O estudo EpiGEICAM recrutou 1.017 mulheres recém-diagnosticadas com câncer de mama e outras tantas saudáveis nos centros de Oncologia de 23 hospitais espanhóis

O consumo de alimentos próprios da dieta mediterrânea pode reduzir o risco de desenvolver câncer de mama em até 30%, conforme demonstrou, pela primeira vez, uma pesquisa científica da Espanha.

Essa é uma das principais conclusões do estudo coordenado pela pesquisadora do Centro Nacional de Epidemiologia do Instituto de Saúde Carlos III, Marina Pollán, publicado na edição de agosto da revista científica “British Journal of Câncer” e apresentado hoje em Madri.

Realizado com mais de duas mil mulheres, o estudo revela que o consumo de alimentos típicos da dieta mediterrânea, como peixe, vegetais, legumes, frutas e azeite de oliva, mostra “um claro efeito protetor” perante um subtipo de tumor, o triplo negativo, que geralmente é mais agressivo.

A pesquisadora explicou que, segundo o estudo, a chamada dieta ocidental – produtos gordurosos, carne processada, doces e bebidas calóricas – é a mais prejudicial gerando câncer de mama.

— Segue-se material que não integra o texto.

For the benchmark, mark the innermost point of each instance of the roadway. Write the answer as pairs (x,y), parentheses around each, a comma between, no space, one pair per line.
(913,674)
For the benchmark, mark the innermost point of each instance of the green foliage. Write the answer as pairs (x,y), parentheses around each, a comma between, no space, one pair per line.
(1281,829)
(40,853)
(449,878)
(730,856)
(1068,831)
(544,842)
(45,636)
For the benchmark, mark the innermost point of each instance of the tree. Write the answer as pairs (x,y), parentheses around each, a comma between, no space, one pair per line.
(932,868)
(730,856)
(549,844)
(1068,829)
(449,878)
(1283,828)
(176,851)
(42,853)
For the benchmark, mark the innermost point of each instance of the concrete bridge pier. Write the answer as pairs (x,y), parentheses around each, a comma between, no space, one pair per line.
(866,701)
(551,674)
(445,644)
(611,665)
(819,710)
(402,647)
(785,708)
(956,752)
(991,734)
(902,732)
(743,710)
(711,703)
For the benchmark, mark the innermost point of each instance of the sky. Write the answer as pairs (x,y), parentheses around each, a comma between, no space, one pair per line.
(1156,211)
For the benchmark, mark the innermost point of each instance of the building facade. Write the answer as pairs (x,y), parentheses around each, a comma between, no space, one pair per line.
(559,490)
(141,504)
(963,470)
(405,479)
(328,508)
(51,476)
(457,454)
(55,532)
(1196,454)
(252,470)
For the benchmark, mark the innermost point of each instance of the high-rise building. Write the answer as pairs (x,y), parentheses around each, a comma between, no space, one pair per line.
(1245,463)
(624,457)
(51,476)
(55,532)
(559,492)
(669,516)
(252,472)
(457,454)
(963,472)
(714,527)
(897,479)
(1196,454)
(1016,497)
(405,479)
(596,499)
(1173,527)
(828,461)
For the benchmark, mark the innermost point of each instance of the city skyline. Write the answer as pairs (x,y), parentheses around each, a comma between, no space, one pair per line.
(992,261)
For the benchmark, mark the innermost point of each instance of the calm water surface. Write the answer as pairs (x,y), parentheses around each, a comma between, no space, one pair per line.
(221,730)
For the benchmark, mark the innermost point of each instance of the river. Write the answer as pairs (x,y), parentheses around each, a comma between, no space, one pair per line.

O estudo EpiGEICAM, financiado pela Associação Espanhola contra o Câncer (AECC) desde 2006 com 300 mil euros e desenvolvido dentro do Grupo Espanhol de Pesquisa em Câncer de Mama (Geicam), recrutou 1.017 mulheres recém-diagnosticadas com câncer de mama e outras tantas saudáveis nos centros de Oncologia de 23 hospitais espanhóis.

As mulheres receberam um material com informações sobre sua alimentação durante os últimos cinco anos, o que permitiu distinguir entre três tipos de dieta. A dieta “ocidental” – alto consumo de produtos gordurosos, carne processada, doces, bebidas calóricas e baixo consumo de cereais -, a “prudente” – produtos baixos em gordura, frutas, vegetais e sucos -, e a “mediterrânea” – peixes, vegetais, legumes, batatas, frutas, azeite e baixo consumo de sucos e bebidas calóricas.

“Os resultados demonstraram que o risco de morrer de câncer de mama aumenta com a dieta ocidental, enquanto é reduzido no caso da dieta mediterrânea”, explicou Marina Pollán, que afirmou que não foi possível constatar que a “prudente” esteja relacionada nem com maior nem com menor probabilidade de desenvolver a doença.

A dieta mediterrânea demonstrou, além disso, ser benéfica para prevenir os tumores triplo-negativos, os mais agressivos e para os quais, por enquanto, não existe um tratamento quimiopreventivo.

Neste sentido, ela afirmou que o grande consumo de peixe na Espanha poderia explicar, assim, a baixa incidência deste subtipo de tumor (12% dos casos contra 20% registrados em outros países do entorno).

O presidente de Geicam, Miguel Martín, destacou a importância deste estudo por sua “aplicação imediata”, ao afirmar que “pode marcar o antes e o depois no câncer de mama na Espanha”.